Oscar Valdez (20-0) vs. Hiroshiga Osawa (30-3-4); WBO World Featherweight Title

Oscar Valdez is one of the most promising young champions on the roster of Top Rank Promotions. He’s also featured in one of the biggest mismatches of the night.

The one, and perhaps only, advantage Osawa will have on Saturday night is that he is about an inch and half taller and four inches longer than Valdez. However, Valdez is the better technical boxer, the more powerful puncher, the quicker fighter, and will be about six years younger than Osawa.

Valdez has an impressive eighteen knockouts and has stopped four of his past five opponents. Osawa stopped nineteen of his opponents but is currently riding an eight fight stoppage victory streak.

Valdez has a deep amateur background and represented Mexico in the 2008 and 2012 Summer Olympics. Osawa has no such amateur background.

Both boxers have been fairly active in the past two years. Valdez fought four times in 2015 and fought twice in 2016. Osawa fought three times in 2015 and once in 2016.

Osawa has fought exclusively in Asia and his resume does not include any big name victories. He has losses to unheralded boxers such as Mitsuya Omura, JR Sollano, and Daiki Koide.
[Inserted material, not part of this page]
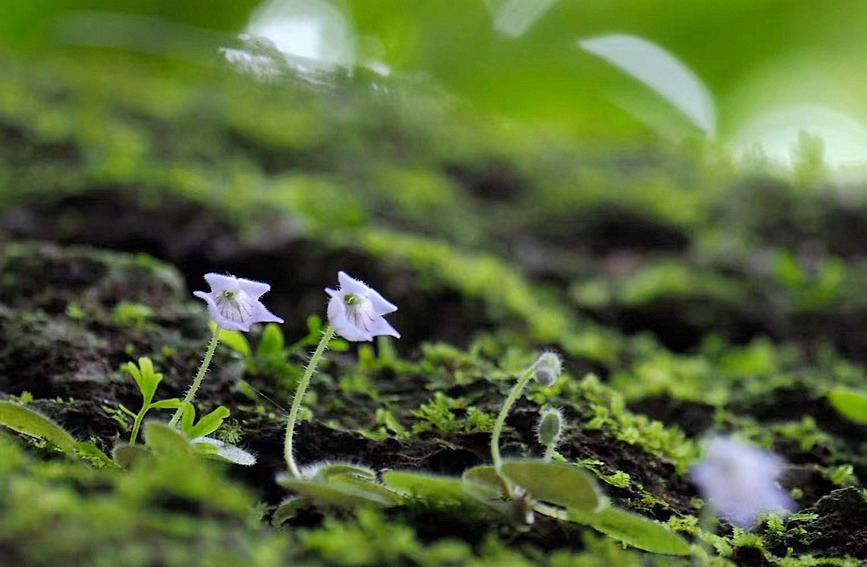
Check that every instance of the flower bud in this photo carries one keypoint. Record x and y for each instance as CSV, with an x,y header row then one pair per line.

Valdez only recently won WBO Featherweight title, and has impressive victories over Evgeny Gradovich, Matias Rueda, Chris Avalos, Ruben Tamayo, and Jose Ramirez.

Valdez is the most likely boxer to score a stoppage victory on Saturday night.

Manny Pacquiao (58-6-2) vs. Jessie Vargas (27-1); WBO World Welterweight Title

Manny Pacquiao, despite being a Senator for the Philippines, is still considered a top talent in the welterweight division and one of the sport’s biggest draws.

He’s publically stated his desire to face Floyd Mayweather Jr. in a rematch, but he first has to get past a tough, young, opponent in Jessie Vargas.

Pacquiao, at the age of thirty seven, is ten years older than his opponent and considered by many to be past his physical prime. Pacquiao will also be giving up four and a half inches in height as well as four inches in reach to his younger opponent.

The one thing that Vargas does not have is power. He’s only stopped ten of his opponents, but he did stop Sadam Ali in his last bout. Pacquiao has stopped thirty eight of his opponents, but his last stoppage victory was in 2009, twelve fights ago, against Miguel Cotto.

Vargas has an impressive amateur background. He’s a two time Mexican National Champion and a two time US Junior National Champion. Pacquiao turned professional as a teenager and does not have the amateur accolades that Vargas has.

Vargas has a good professional resume but it still pales in comparison to Pacquiao. He has defeated the likes of Sadam Ali, Antonio DeMarco, Anton Novikov, Khabib Allakhverdiev, Ray Narh, Aaron Martinez, Steve Forbes, and Josesito Lopez. His lone loss was a close bout to Timothy Bradley.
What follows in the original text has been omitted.